Honestly, the noise and the commotion was more than I could take, so I quietly escaped to my room to watch the Food Network and I let my husband deal with the restless natives just outside my door. Not exactly a great way to kick off Mother's Day.

I remember when I was pregnant with Ryan and how I always imagined motherhood would be. I'd fantasize about being the one they would always show on TV. You know the one in the commercials dressed in a white robe holding her sleeping cherub. The picture of serenity filmed through that gauzy soft Cybil Shepherd from Moonlighting lens. Then there was the older mom picking her kids up from school, always stylish and showered as she dashed off to some PTA event. These moms were beautiful. These moms were put together. These moms, as it turned out, were so not me.

My dreams of newborn baby bliss were dashed when both my kids suffered from colic for their first few months of life. As for being the stylish PTA mom, I'm still working on the just being showered part. Yes, I must admit that I sometimes feel as though I have somehow fallen short in my endeavors as a mom. Moreover, there is good reason to think so. I am a "bad" mom because:

I have let my children go days without bathing them and they start to resemble a member of the cast of Oliver Twist (Please Sir, can I have a bath).

I have pretended not to notice when they have picked up some piece of cookie that fell on the floor last week (I also don't clean my floors nearly enough).

I've let Justin get away with things I would never let Ryan do, with the feeble excuse that, "Justin doesn't understand like you do", when what I really mean is, "Justin doesn't understand and I'm not in the mood to turn this into a "teachable moment".

I have eaten yummy treats in the kitchen when my kids were occupied, because I just didn't feel like sharing.

I have given both my kids a nip of melatonin, not because they needed to go to sleep, but because I needed them to go to sleep.

I yell...a lot. Sometimes I even spank. However, the guilt of such acts usually renders me so guilty that I shower affection on them for the days that follow.

Therefore, it is true. I am highly flawed. But sometimes I do get it right. I get it right when:

I read Skippyjon Jones for the 100th time, complete with silly voices.

I always get my kids the Happy Meal because even though I know half the meal will go uneaten, I remember how cool it was to get the toy in the box.

Ryan scores a goal in soccer for the other team, and I still yell "good effort" and mean it.
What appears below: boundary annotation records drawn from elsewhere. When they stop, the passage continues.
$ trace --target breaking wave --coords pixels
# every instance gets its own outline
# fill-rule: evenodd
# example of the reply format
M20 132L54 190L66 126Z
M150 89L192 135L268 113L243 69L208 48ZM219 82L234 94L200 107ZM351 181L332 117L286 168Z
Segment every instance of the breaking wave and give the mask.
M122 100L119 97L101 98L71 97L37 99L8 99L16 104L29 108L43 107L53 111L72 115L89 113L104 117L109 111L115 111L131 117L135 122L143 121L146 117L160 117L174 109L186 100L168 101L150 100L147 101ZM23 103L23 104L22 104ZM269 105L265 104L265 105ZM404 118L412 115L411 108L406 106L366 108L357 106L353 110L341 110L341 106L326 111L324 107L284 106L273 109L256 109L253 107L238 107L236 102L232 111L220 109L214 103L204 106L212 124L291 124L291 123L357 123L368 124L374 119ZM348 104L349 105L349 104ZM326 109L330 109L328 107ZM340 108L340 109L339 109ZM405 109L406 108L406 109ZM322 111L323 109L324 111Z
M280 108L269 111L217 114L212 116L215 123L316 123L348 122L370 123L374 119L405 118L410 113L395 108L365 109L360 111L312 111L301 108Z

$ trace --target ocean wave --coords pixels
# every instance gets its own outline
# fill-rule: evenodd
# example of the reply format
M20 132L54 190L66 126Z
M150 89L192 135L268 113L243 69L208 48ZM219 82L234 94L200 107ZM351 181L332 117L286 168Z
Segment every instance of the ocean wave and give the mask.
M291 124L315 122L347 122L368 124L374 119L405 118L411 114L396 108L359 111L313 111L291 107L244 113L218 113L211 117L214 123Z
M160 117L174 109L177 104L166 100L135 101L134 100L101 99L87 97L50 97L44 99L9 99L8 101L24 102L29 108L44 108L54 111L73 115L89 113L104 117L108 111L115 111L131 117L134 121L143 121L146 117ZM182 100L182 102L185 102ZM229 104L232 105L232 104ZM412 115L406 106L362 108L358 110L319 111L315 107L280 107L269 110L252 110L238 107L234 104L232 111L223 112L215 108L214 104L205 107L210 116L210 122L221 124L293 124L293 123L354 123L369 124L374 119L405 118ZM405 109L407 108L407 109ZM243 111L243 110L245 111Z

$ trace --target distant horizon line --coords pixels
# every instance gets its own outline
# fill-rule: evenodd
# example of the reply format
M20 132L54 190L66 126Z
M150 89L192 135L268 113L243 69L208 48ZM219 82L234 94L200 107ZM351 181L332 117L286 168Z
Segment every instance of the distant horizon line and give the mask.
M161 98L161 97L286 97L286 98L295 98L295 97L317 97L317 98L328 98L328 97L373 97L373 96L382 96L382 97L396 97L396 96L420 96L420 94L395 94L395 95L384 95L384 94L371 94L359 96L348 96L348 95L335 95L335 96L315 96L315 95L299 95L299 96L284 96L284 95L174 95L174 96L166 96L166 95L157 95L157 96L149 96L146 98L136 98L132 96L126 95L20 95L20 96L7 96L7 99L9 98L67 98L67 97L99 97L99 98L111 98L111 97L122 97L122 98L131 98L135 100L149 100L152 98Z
Justin "escapes" upstairs to his own little world, and I still go up and pull him out, even when I'd rather be relaxing in my chair with a glass of wine and a House re-run.

Ryan asks for "a cuddle" and I rarely say no. And when Justin follows suit and climbs onto my already crowded lap, I know there's no better place to be than beneath that tangle of feet and elbows.

So when all is said and done, I guess I will feel good about being the highly flawed mother that I am, because at least I know that sometimes I do still have my moments.